Naturalism, and atheism, in terms of what it actually teaches, seems to me to be a counsel of despair. My love for my family, my concern for others, the reasons I get out of bed in the morning — all of them are illusions, and irredeemably so.

Now please donʼt misunderstand me: I donʼt mean that every atheist is living in despair!
Iʼm glad to say thatʼs not the case. But if the physical evolutionary causes are the only explanation for life you have, how can you assert the reality of meaning of any kind? Itʼs not enough to say that you do assert the existence of meaning and love and beauty! When I hear atheists do that, I just think they are talking as a semi-Christianised atheist, still spending some cultural credit hanging around from Christianity! Itʼs not enough to say evolutionary naturalism doesnʼt lead to meaningless for you — you have to show why it shouldnʼt?

Why I’m not an Atheist #1 – Because my Parents weren’t

I put this as the first reason for not being an atheist, not because itʼs most important, or because it  is representative of how someone stays out of atheism — itʼs not. But because for many atheists this is the great explanatory factor behind my theism.

Only a fool would deny the influence of parents and society. Itʼs a helpful analysis of the way in which we come to believe the things that we believe — the sociology of knowledge.

But is that sufficient to sink my “non-atheism” right in the beginning?

Well that would only be the case if in fact other forms of knowledge were free from the same kind of sociology. But all knowledge is sociological to one degree or another. Only a  fool would say that every thought he ever had, heʼd come up with himself. Most of our  thoughts come from others. We all belong to a community of one sort or another that reinforces the plausibility of some beliefs  and discourages other kinds of beliefs.

The atheist PR machine likes to talk as if itʼs the exception — it talks as if atheism is the conviction one arrives at when you start thinking for yourself.

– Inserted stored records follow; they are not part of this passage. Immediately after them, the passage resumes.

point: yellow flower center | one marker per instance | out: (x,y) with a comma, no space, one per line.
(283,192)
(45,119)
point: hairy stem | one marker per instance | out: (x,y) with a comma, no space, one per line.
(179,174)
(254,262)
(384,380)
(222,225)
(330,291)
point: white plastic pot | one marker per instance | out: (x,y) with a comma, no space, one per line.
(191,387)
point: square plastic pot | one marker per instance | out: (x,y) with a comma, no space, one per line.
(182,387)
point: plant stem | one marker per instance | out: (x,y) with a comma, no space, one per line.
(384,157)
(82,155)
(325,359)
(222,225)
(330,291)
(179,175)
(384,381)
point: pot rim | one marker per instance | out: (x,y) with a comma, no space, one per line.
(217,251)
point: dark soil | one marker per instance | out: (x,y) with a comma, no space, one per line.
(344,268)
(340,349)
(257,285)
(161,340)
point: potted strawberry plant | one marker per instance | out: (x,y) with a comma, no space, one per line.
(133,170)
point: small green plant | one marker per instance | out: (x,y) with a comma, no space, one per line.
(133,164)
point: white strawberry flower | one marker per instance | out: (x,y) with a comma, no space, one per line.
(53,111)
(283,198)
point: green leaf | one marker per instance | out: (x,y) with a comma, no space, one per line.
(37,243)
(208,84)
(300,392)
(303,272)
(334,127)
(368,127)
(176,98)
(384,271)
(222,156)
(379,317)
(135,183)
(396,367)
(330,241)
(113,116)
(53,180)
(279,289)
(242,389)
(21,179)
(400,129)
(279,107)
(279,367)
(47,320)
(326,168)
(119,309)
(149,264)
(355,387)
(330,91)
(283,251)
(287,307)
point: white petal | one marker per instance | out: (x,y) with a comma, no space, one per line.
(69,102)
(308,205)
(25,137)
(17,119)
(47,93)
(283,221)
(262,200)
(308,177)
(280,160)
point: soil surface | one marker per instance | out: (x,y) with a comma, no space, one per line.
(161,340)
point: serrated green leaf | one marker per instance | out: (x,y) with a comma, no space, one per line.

But the more I look at atheism, the more it seems to me that there are plenty of others to help you do your thinking. Richard Dawkins writes about the aim of his book like this:

“My dream is that this book may help people to come out. Exactly as in the case of the gay movement, the more people come out, the easier it will be for others to join them. There may be a critical mass for the initiation of a chain reaction.”

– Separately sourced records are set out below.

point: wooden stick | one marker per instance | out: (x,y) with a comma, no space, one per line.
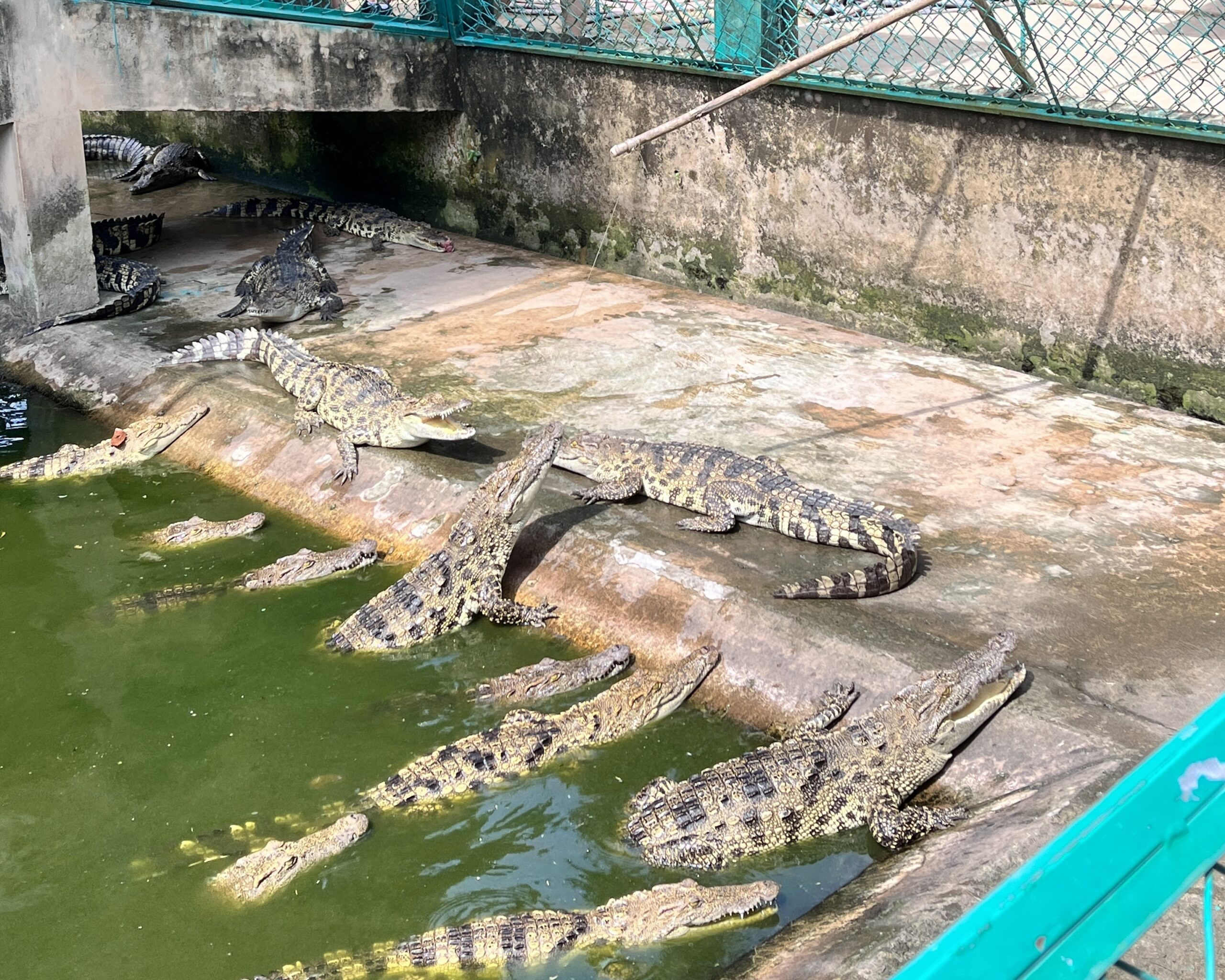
(782,71)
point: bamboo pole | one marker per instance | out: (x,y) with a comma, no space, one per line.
(782,71)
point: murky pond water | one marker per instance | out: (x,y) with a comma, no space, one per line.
(123,735)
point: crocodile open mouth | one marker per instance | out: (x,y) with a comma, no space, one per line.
(991,695)
(988,700)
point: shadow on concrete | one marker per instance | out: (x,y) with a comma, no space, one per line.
(468,451)
(539,538)
(942,407)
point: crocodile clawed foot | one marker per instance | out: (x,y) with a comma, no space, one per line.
(542,614)
(947,817)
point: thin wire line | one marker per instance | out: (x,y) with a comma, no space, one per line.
(597,259)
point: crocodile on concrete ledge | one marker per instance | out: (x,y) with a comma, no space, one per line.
(452,586)
(549,677)
(520,745)
(360,402)
(640,919)
(134,444)
(820,782)
(366,221)
(287,286)
(725,487)
(301,567)
(154,167)
(198,531)
(138,283)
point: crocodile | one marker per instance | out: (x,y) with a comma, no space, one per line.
(447,590)
(138,283)
(724,487)
(288,285)
(152,167)
(302,567)
(198,531)
(652,915)
(519,745)
(366,221)
(360,402)
(134,444)
(549,678)
(524,740)
(819,782)
(259,874)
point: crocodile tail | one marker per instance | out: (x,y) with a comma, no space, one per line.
(268,207)
(114,149)
(121,235)
(887,575)
(136,282)
(265,346)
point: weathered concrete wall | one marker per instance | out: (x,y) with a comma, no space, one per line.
(138,57)
(45,201)
(1072,253)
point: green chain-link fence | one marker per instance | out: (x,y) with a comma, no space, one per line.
(1156,65)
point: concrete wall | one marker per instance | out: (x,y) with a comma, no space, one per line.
(1073,253)
(45,204)
(138,57)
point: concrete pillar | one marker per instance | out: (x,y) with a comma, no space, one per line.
(45,200)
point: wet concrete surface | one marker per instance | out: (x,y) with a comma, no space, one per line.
(1091,526)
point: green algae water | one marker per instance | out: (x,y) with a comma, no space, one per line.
(122,736)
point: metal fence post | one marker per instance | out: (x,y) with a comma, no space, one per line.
(751,34)
(738,33)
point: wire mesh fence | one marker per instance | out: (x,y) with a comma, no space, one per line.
(1141,64)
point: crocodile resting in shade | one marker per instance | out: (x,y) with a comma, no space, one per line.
(820,782)
(260,874)
(549,677)
(520,745)
(452,586)
(725,487)
(152,167)
(288,285)
(302,567)
(360,402)
(640,919)
(366,221)
(138,283)
(134,444)
(198,531)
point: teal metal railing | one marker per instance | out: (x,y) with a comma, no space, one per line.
(1146,65)
(1077,907)
(403,16)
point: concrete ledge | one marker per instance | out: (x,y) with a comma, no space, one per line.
(1086,523)
(139,57)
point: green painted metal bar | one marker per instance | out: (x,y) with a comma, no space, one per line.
(1082,902)
(320,15)
(1091,75)
(1210,937)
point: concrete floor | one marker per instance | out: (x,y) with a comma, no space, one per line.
(1091,526)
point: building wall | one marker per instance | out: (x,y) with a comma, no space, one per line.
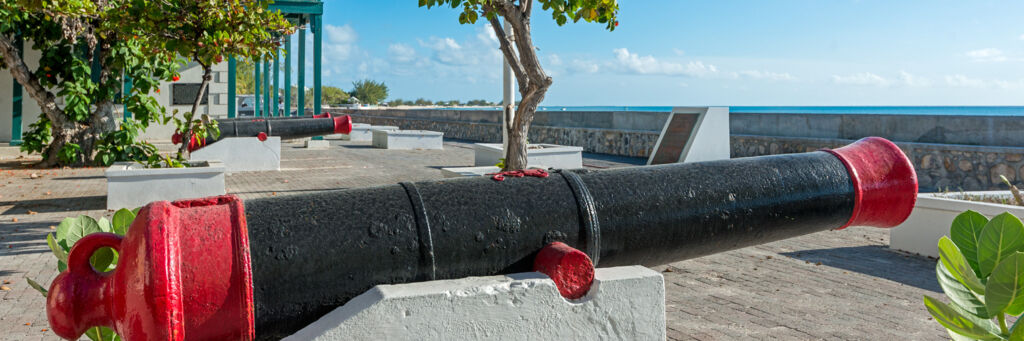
(217,105)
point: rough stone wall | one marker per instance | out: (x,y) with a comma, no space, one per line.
(940,167)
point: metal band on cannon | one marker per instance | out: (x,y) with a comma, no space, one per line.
(211,269)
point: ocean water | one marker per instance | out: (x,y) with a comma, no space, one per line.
(978,111)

Dawkins aim is not simply to present the arguments, and let the arguments speak for themselves. Rather his aim is, one might say, a sociological one — he hopes to give people courage to own their convictions through the knowledge that there are others who share them. And through that, others might be encouraged to join the thronging crowd.

But Dawkins is not being deceptive. Itʼs the way all human knowledge works. We are not  just rational beings — we are also relational beings, who depend on each other for all sorts of things, knowledge included. The fact that I depend on something for my knowledge does not make me irrational, it makes me human.

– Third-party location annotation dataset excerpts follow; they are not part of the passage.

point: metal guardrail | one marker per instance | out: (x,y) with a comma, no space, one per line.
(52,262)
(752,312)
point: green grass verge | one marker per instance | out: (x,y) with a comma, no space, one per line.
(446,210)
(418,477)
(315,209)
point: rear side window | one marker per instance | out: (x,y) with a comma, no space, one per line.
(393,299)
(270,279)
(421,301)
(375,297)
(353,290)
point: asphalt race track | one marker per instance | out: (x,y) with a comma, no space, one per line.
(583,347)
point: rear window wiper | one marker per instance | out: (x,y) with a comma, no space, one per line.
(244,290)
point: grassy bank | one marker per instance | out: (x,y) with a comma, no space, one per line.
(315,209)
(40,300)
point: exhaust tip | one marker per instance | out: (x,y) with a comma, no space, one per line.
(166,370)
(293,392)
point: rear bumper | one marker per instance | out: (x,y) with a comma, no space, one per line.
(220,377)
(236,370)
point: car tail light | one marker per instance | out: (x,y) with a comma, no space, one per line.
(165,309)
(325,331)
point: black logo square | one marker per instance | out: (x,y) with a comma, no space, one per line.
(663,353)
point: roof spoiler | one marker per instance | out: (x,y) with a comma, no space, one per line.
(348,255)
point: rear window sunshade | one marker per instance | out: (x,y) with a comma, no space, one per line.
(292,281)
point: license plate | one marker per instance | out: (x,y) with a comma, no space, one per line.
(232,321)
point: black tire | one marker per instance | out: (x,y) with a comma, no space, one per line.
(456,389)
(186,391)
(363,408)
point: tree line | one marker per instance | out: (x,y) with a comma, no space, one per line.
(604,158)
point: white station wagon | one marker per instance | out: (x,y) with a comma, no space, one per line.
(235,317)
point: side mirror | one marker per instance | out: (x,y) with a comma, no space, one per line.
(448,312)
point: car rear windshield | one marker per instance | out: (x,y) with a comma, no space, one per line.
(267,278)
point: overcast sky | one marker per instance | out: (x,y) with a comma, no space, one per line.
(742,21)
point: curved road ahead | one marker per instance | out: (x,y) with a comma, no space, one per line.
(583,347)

I talk to a lot of university students who are atheist or agnostic, who all use the same kind  of arguments. Did they all really, somehow astonishingly, come up with the same arguments independent of each other? No, the majority have just bought into intellectual trends of the day — they have been ʻindoctrinatedʼ, and most donʼt have the sense to see it. (They really think they think for themselves!) They disbelieve, in other words, because they were born in the West! If theyʼd been born in Iran, odds are, they would believe something completely different.

Luckily for atheists, their beliefs might still be true irrespective of the fact that they got them from their culture — but that would need to be demonstrated in some other way. Which is how I treat my Christian convictions — theyʼre not true because my parents believed them, but neither are they deceptive just for that reason either.